8. Tourism. Eleven percent of the global population is directly or
indirectly employed by the tourism industry. Its an un-exploited sector.
It is in tourism where the rich man from across the world comes here and
spends and the poor man in India gets the job. This sector needs a major
thrust. From mountains to seas to forests to religion we have every kind
of tourist adventure and experience to offer. Also historic monuments. We
need to give a thrust to the tourism industry.
9. The two regions whose economic activity and progress and have been
very rewarding and encouraging in the last decade is Jammu and Kashmir and
the North-East. A major part of our national resources have been spent
on protecting these regions and now that the indicators in both regions
are better, economic development of these regions must now be a priority.

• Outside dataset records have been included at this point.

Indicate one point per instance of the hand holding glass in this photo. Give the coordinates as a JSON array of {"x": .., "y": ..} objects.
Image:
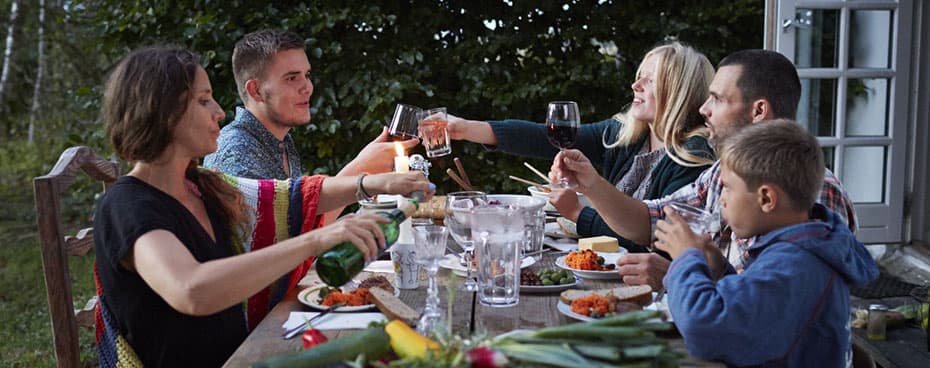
[
  {"x": 430, "y": 246},
  {"x": 562, "y": 122}
]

All this requires investment, resources, and above all this requires a
leadership with the determination to implement. At times all this may
require a moving away from everyday populism with our eyes set upon the
larger road map. And both the President and the Prime Minister are
speaking about becoming a developed nation by 2020, to make it a reality.
There are many countries in the world at least in this region which are
also moving in this direction, and which are facing the same challenges as
we are. One of our greatest strengths has been the knowledge potential of
India and the sense of entrepreneurship that our people have. Given these
facilitatory environment and a sense of purpose and direction, we have the
capacity to meet the deadline of 2020 to become a developed nation. I hope
and pray that we do it. Thank you all.
Shri Arun Jaitley, Hon’ble
Union Minister for Law and Justice, Commerce and Industry, Govt. of India.